KOLU
- Pasco, Washington; United States;
- Frequency: 90.1 MHz
- Branding: Christian Family Radio

Programming
- Format: Conservative Christian radio

Ownership
- Owner: First Baptist Church of Riverview

History
- First air date: September 1, 1971

Technical information
- Licensing authority: FCC
- Facility ID: 56615
- Class: C1
- ERP: 39,000 watts
- HAAT: 305 meters (1,001 ft)
- Transmitter coordinates: 46°4′59.00″N 119°9′38.00″W﻿ / ﻿46.0830556°N 119.1605556°W
- Translators: 88.9 K205FT (Yakima) 89.5 MHz K208BY (Moses Lake) 92.3 K222BP (Prosser) 93.7 K229BN (La Grande, OR)
- Repeaters: 90.9 KOLX (Warden) 89.5 KGCF (Aberdeen)

Links
- Public license information: Public file; LMS;
- Webcast: Listen Live
- Website: kolu.com

= KOLU =

KOLU (90.1 FM) is a radio station broadcasting a Conservative Christian radio format. Licensed to Pasco, Washington, United States, the station is currently owned by First Baptist Church of Riverview.

==History==
In January 1971, Riverview Baptist Christian Schools applied for a permit for this station, and KOLU began broadcasting on September 1, 1971.

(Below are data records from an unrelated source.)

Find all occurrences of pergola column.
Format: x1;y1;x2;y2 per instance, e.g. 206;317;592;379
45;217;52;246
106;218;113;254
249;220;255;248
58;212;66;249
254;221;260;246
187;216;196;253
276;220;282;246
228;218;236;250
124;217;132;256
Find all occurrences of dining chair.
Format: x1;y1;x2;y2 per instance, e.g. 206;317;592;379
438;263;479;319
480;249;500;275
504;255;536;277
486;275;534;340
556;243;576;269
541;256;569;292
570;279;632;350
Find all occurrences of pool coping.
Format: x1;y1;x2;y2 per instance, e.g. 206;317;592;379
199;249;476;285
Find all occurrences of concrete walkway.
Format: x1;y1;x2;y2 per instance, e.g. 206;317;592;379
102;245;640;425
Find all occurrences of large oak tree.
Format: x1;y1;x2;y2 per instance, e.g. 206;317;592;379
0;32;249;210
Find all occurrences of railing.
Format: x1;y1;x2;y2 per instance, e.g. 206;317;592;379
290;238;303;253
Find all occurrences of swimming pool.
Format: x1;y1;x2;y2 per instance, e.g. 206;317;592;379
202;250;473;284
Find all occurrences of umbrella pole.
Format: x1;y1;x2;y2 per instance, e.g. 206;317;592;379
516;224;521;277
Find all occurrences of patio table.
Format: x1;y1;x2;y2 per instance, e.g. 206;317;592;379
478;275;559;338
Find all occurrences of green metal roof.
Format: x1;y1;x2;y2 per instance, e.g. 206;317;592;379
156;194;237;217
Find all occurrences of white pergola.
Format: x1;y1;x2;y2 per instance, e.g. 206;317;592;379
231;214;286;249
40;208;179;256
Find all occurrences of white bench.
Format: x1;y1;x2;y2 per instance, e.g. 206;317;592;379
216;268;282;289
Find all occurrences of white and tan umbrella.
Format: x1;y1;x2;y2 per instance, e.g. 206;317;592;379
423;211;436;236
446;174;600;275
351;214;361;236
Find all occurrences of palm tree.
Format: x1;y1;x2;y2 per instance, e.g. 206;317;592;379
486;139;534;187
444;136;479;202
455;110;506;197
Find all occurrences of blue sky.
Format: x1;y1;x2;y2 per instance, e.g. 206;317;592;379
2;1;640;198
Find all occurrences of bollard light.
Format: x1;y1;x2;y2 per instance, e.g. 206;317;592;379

In 2018, First Baptist Church of Riverview purchased 93.7 K229BN in La Grande, Oregon from KCMB LLC for $20,000 and in 2022 they purchased 89.5 K208BY in Moses Lake, Washington from Centro Familiar Cristiano for $23,000, both of which began rebroadcasting KOLU. On February 7, 2025, 90.9 FM KOLX in Warden, Washington began broadcasting, simulcasting KOLU. On August 6, 2025, 89.5 FM KGCF in Aberdeen, Washington began broadcasting from the top of the city's historic Becker Building, simulcasting KOLU, but with plans for localized programming.

==Translators==
KOLU is also heard on full powered stations KGCF 89.5 in Aberdeen, Washington and KOLX, 90.9 FM in Warden, Washington, as well as four translators.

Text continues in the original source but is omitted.